CHARLESTON, W.Va. — Waiting on a fiscal note from the state Department of Health and Human Resources (DHHR), Delegate Jordan Hill (R-Nicholas) is confident that a bill regarding foster care families per diem moves along.

Included in House Bill 4092, which includes the Foster Care Bill of Rights, is a call of a $16 million increase.

Jordan Hill

“This money would increase the rate that would go to the child-placing agency from $55 to $75 a day,” Hill said on Tuesday’s MetroNews ‘Talkline.’ “It’s going to the foster parents from $22 to $30 and then gets the kinship also on the same level as the foster parents at $30.”

Kinship families include anyone who previously might have known the child or blood relatives such as grandparents, aunts and uncles.

Democrats in the House have questions about where the money is coming from. They sent a formal letter to the DHHR recently asking for more information.

Hill, the chair of Health and Human Resources, believes supporting kinship families is important. West Virginia ranks second in the United States in the percentage of grandparents responsible for their grandchildren.

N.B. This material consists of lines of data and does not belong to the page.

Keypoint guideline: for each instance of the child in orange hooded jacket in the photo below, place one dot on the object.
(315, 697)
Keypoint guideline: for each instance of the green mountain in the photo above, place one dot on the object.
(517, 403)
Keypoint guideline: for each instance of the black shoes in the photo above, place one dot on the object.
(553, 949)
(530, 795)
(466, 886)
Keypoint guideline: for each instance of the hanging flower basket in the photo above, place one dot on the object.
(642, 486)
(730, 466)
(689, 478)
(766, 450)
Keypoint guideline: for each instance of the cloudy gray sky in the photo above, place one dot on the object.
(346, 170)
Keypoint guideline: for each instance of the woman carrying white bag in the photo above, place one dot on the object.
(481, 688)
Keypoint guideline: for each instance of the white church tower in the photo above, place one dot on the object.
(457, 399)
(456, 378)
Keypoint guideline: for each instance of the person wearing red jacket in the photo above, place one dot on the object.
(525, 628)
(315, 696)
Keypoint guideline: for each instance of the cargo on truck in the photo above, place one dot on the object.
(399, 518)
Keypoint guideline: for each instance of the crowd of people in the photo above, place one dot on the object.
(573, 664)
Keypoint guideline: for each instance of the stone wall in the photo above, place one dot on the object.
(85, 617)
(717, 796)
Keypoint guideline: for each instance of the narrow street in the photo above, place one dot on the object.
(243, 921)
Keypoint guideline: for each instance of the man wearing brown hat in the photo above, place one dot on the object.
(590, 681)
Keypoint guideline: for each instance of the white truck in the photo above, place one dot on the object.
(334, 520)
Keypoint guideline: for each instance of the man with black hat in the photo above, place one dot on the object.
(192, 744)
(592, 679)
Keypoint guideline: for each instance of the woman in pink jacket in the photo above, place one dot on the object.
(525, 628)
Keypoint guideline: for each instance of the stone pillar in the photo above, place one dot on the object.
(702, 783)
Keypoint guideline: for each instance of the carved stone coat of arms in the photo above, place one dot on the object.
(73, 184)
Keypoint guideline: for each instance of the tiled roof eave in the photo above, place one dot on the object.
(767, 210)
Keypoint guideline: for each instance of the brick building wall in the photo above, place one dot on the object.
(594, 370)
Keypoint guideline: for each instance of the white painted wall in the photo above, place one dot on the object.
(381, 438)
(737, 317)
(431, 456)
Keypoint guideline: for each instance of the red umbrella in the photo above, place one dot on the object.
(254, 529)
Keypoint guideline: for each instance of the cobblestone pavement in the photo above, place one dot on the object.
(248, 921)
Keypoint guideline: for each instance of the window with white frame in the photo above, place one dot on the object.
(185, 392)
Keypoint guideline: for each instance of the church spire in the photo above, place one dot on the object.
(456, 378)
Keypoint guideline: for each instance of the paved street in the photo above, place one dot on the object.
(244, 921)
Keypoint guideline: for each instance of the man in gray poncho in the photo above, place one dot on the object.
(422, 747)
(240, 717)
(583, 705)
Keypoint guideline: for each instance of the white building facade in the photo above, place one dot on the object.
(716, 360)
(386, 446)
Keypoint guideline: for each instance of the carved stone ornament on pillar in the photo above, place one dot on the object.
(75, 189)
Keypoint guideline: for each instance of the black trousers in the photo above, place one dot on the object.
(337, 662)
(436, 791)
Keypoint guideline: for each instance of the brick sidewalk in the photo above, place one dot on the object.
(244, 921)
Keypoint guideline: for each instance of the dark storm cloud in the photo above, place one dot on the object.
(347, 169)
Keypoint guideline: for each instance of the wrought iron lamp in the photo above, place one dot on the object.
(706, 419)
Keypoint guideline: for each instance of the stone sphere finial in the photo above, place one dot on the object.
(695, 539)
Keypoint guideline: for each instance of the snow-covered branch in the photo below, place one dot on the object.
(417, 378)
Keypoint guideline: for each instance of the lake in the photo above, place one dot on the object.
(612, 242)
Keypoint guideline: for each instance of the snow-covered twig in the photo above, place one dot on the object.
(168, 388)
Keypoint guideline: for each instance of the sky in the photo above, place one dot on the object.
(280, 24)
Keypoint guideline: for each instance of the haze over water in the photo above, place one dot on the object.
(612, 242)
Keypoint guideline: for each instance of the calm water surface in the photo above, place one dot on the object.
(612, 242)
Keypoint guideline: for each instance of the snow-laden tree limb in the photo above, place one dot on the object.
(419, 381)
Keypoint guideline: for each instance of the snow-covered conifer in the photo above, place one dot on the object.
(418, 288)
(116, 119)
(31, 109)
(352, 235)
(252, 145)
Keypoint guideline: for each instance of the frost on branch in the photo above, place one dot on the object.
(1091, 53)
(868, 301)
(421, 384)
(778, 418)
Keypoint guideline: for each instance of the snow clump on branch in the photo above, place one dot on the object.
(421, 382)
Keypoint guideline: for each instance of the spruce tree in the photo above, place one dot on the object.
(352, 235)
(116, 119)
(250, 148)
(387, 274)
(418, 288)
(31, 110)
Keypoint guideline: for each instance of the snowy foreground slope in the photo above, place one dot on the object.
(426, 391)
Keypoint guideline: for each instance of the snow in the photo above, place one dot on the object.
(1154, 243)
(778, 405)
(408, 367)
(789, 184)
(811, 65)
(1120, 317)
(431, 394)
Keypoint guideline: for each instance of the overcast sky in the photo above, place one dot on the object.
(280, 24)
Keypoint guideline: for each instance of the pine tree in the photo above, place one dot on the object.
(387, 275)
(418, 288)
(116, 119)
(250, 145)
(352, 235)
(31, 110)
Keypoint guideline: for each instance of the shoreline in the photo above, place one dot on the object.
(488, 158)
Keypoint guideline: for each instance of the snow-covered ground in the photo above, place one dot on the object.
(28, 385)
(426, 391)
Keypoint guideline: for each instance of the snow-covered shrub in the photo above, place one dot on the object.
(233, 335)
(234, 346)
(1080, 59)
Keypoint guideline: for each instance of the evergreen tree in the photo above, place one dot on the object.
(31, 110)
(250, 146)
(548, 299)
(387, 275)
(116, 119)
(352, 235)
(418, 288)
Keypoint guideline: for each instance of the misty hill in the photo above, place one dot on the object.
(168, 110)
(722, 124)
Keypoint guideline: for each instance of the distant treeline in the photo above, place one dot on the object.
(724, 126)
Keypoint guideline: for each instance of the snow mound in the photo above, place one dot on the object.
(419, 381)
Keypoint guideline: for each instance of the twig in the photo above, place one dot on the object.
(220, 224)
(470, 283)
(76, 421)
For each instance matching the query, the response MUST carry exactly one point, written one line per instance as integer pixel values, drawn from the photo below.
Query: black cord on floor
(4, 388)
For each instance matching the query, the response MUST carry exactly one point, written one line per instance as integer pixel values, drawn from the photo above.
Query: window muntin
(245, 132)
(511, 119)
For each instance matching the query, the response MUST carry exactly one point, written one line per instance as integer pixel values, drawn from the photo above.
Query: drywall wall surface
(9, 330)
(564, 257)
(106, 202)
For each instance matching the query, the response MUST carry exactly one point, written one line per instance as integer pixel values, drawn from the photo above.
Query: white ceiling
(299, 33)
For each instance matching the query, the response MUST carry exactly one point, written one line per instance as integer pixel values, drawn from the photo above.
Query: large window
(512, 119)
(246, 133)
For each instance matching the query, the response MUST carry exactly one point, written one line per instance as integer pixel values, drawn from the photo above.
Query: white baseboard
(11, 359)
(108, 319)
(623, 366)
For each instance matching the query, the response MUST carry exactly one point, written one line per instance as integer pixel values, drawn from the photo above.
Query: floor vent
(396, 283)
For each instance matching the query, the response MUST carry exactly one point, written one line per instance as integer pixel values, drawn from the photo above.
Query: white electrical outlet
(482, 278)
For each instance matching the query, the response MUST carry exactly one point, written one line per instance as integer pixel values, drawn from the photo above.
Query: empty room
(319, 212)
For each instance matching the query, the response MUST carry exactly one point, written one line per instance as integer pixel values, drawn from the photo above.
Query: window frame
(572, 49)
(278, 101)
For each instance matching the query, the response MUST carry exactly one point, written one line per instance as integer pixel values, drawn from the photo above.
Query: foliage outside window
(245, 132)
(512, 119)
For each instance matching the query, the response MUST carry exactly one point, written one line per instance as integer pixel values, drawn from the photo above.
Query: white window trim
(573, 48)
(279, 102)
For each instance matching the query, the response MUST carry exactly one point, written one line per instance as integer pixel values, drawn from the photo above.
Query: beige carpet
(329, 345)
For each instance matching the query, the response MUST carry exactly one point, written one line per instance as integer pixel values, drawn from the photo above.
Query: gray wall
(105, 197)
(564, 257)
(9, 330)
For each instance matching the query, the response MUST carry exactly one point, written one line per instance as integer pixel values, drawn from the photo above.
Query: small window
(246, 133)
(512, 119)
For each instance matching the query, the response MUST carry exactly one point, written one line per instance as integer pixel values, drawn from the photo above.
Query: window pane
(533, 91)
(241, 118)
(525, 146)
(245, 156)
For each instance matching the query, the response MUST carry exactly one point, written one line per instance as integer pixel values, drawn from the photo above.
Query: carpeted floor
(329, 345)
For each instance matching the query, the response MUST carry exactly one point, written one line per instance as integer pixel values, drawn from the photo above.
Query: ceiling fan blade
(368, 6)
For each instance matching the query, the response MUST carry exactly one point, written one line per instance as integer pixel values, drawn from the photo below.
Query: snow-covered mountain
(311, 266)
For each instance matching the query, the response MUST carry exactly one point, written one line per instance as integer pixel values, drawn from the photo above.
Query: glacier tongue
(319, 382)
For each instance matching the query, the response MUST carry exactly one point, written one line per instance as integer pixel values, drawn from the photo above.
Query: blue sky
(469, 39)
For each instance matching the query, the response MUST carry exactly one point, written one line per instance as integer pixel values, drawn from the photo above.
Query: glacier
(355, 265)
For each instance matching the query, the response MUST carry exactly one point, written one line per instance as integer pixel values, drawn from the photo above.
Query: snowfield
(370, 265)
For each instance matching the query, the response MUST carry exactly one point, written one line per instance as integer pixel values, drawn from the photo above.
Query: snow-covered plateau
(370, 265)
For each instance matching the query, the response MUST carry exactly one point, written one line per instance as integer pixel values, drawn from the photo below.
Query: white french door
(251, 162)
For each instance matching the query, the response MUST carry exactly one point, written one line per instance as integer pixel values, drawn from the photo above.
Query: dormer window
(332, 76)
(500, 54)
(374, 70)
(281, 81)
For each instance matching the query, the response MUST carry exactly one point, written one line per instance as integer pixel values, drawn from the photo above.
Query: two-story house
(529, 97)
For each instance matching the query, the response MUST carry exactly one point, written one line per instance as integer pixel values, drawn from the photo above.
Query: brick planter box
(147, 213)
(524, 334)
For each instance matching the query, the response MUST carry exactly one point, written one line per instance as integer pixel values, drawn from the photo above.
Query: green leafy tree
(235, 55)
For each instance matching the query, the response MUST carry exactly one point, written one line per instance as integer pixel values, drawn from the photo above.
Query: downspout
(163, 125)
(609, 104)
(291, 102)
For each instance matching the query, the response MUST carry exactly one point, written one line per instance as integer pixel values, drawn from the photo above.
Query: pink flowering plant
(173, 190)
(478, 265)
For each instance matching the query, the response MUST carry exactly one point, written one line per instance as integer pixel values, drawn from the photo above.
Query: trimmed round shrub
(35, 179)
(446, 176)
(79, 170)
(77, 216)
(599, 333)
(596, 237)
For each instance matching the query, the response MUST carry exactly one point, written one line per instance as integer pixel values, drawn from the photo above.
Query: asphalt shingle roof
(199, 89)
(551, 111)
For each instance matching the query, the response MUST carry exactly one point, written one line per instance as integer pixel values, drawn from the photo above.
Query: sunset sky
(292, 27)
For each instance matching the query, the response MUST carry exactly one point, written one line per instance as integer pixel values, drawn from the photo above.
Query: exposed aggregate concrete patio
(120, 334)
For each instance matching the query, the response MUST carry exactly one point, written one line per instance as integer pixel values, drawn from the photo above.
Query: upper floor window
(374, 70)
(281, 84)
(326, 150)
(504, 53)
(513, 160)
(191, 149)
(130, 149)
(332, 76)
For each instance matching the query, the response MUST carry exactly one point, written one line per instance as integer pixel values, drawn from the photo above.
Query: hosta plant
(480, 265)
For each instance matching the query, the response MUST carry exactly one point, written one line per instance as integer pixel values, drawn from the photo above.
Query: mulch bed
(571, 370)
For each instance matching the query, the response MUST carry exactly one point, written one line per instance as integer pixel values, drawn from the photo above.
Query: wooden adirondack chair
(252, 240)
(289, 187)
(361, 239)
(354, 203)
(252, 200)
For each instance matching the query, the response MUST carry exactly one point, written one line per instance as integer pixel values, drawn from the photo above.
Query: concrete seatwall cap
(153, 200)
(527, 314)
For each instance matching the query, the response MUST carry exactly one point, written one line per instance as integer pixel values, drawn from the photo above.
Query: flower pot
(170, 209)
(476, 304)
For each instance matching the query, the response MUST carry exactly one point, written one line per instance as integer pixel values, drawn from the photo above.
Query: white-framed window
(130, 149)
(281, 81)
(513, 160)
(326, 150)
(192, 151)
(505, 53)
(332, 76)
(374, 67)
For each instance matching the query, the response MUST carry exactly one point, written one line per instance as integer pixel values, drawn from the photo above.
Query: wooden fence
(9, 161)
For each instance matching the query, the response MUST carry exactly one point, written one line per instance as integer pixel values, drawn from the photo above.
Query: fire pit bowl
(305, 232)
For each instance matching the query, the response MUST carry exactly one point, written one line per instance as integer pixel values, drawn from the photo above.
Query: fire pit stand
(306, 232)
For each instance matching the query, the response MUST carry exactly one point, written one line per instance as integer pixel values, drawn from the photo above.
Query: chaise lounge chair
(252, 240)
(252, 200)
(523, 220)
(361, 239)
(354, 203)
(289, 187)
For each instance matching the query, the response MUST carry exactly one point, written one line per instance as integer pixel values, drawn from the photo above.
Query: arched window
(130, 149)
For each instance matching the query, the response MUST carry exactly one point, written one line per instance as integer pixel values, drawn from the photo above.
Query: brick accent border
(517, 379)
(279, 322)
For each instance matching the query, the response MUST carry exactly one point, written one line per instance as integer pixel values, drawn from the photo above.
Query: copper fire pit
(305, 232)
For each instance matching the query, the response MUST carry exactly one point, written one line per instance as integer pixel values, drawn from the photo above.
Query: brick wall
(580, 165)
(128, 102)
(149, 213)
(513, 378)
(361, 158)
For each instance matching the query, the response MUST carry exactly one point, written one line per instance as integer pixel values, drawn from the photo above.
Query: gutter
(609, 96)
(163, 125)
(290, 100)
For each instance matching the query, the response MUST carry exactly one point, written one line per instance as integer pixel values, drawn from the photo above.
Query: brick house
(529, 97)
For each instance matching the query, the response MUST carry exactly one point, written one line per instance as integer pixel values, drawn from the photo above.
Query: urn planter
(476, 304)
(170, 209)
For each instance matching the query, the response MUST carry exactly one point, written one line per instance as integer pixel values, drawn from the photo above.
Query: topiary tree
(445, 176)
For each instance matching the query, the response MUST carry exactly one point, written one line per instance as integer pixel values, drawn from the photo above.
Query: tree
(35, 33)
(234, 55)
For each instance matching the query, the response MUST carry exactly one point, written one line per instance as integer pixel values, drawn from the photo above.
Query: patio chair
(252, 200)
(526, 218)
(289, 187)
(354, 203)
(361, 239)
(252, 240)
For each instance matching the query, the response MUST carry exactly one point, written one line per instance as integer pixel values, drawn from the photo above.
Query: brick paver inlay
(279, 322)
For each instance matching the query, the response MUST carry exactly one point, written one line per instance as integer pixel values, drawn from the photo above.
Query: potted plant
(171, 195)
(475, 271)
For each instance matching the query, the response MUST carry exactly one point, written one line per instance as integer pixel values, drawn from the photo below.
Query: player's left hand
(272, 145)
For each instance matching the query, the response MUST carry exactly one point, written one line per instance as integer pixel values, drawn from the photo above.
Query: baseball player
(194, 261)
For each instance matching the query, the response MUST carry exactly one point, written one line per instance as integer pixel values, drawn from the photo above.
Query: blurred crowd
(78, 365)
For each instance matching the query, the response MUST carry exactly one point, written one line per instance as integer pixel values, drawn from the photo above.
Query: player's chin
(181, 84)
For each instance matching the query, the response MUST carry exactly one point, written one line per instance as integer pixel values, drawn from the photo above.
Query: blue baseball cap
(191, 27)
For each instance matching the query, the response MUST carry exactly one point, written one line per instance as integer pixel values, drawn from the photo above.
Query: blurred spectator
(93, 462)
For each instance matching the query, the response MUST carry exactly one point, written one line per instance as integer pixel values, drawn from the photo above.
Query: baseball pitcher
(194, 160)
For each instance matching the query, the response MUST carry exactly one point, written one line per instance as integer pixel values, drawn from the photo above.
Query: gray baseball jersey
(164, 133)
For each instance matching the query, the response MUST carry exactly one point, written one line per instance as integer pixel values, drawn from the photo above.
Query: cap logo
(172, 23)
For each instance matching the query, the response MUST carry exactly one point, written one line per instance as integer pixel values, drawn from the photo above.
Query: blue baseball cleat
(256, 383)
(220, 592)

“When you have grandparents stepping in, a lot of times they are retired with fixed income. There are obviously expenses for taking care of children. I believe this is why that is necessary to support them, to ensure proper care of our kids,” he said.

Delegate Lisa Zukoff, D-Marshall, Senator Stephen Baldwin, D-Greenbrier, and Delegate Amanda Estep-Burton, D-Kanawha, led a press conference on Monday to urge lawmakers to focus on child welfare in the state and move things along.

Hill said the press conference took him by surprise because they had worked well together.

“They were criticizing us for the pace at which this is moving,” he said. “They know full well there is a price tag to it, there is a process. In the Finance committee, we have to listen to budget presentations in the first part of the session to prepare for bills like this that have a fiscal impact.”

He also mentioned another provision inside House Bill 4092 includes the requests foster families have to put into the DHHR to take a foster child on vacation. Inside this Bill of Rights, it puts into place language that the DHHR has three days to respond to that request otherwise it is automatically granted.

House Bill 4092 will remain sitting in House Finance until fiscal notes are released by the DHHR. The bill already made it out of House Health and Human Resources and House Judiciary.

Hill said he is not worried about the fact that the bill is in its third committee, which for most bills means it would die.